Les députés européens de vingt pays de l’Union européenne (UE) ont adopté, jeudi 5 octobre, un texte entérinant la création d’un Parquet européen spécialisé dans la lutte contre les fraudes à la TVA et aux subventions européennes d’ici à 2020.

« Les criminels ignorent les frontières et il est grand temps de les stopper en dotant les procureurs des outils qui leur manquent pour agir de manière transfrontalière », ont souligné les commissaires européens chargés de la justice et du budget, Vera Jourova et Günther Oettinger.

Mais cette instance indépendante de lutte contre la fraude ne sera compétente que dans 20 Etats membres, qui ont accepté de participer à une « coopération renforcée ». L’expression désigne une procédure permettant à un groupe d’Etats de l’UE d’adopter des décisions qui ne s’appliqueront qu’à eux, afin de surmonter les oppositions de certains pays ; d’autres Etats peuvent ensuite les rejoindre.

En l’occurrence, des pays comme les Pays-Bas, la Suède ou encore la Hongrie bloquaient toute avancée de ce projet de parquet européen antifraude, prévu dans les traités depuis 2009 et en négociation depuis 2013.

La France figure parmi les Etats qui ont adopté le texte, ainsi que l’Allemagne, l’Italie, l’Espagne, le Portugal, la Belgique, le Luxembourg, l’Autriche, la Grèce, Chypre, la Bulgarie, la Roumanie, la Croatie, la République tchèque, la Slovaquie, la Finlande, la Slovénie et les trois Etats baltes.

50 milliards d’euros de fraude par an

Le Parquet européen sera doté d’un bureau central à Luxembourg, où seront réunis des procureurs européens – un par Etat membre participant –, ainsi que de « procureurs européens délégués » dans les Etats membres.

En revanche, le projet ne prévoit pas la création de tribunaux pénaux européens : lorsque les magistrats européens auront achevé leurs investigations, ils devront renvoyer les suspects devant des juridictions nationales.

L’instance visera particulièrement les fraudes aux fonds structurels européens, mais aura aussi compétence pour traquer les fraudes à la TVA transfrontalières, dès lors que leur montant dépassera 10 millions d’euros.

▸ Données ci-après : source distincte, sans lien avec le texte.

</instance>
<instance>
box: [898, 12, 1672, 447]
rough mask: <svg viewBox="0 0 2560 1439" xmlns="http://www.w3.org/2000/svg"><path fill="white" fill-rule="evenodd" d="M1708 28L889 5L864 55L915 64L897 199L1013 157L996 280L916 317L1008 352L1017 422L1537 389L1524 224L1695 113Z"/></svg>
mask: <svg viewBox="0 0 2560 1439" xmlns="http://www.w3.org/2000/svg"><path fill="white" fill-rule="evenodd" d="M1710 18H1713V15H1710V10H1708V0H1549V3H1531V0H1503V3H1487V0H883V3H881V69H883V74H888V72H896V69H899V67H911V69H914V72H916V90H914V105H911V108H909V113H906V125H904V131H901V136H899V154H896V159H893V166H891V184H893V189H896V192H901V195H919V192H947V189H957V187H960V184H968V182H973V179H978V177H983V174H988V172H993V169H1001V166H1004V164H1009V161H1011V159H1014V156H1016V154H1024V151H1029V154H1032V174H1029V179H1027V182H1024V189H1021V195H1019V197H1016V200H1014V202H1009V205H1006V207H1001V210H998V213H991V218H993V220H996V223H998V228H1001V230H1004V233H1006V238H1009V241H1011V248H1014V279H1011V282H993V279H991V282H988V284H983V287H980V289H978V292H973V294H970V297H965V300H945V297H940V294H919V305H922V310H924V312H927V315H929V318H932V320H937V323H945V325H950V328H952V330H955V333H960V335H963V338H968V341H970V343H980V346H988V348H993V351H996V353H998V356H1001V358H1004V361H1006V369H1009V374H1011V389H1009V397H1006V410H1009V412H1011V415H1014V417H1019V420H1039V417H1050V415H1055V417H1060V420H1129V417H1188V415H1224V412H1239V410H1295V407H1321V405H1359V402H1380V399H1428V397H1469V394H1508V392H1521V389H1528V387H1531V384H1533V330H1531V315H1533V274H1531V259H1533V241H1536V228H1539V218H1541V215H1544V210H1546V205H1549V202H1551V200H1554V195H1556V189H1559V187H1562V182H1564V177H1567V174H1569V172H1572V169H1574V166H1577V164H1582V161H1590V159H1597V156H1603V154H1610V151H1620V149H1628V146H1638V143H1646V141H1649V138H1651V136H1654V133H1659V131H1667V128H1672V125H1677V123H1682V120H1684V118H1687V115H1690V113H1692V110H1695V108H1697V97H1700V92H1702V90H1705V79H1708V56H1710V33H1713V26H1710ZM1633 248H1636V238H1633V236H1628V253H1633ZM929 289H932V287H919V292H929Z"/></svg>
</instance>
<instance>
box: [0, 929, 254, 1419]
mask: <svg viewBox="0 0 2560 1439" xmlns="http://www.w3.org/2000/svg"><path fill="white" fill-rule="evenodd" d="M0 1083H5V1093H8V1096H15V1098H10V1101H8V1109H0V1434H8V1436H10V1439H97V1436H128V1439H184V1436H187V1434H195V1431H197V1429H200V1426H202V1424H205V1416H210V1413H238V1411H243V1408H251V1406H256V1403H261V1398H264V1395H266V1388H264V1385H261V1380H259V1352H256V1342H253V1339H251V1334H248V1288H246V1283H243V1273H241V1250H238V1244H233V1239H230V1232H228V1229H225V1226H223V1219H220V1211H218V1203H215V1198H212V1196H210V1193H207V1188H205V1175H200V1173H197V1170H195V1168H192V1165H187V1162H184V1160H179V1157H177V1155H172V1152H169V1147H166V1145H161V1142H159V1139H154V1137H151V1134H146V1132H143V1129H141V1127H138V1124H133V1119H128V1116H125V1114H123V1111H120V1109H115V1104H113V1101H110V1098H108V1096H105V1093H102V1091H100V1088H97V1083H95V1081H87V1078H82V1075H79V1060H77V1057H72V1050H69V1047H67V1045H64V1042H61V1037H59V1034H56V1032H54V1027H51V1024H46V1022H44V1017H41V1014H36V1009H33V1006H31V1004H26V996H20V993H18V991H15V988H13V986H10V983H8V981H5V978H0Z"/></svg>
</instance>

Selon la Commission européenne, ce sont au moins 50 milliards d’euros de revenus de la TVA qui échappent chaque année aux pouvoirs publics en Europe du fait de ce type de fraudes.

Une « première étape »

Le vote de jeudi « est une première étape », s’est félicitée l’élue française Rachida Dati, ancienne magistrate et ex-ministre de la justice en France. Les Etats qui ont choisi, pour l’instant, de rester en dehors du dispositif « seront convaincus par son efficacité. D’ailleurs, ce Parquet européen a vocation à voir ses compétences élargies à la lutte contre le terrorisme et la criminalité organisée », a-t-elle précisé.

L’idée de telles compétences élargies avait été évoquée le mois dernier par le président de la Commission européenne, Jean-Claude Juncker, puis par le président français, Emmanuel Macron, dans son discours sur l’avenir de l’Europe à la Sorbonne.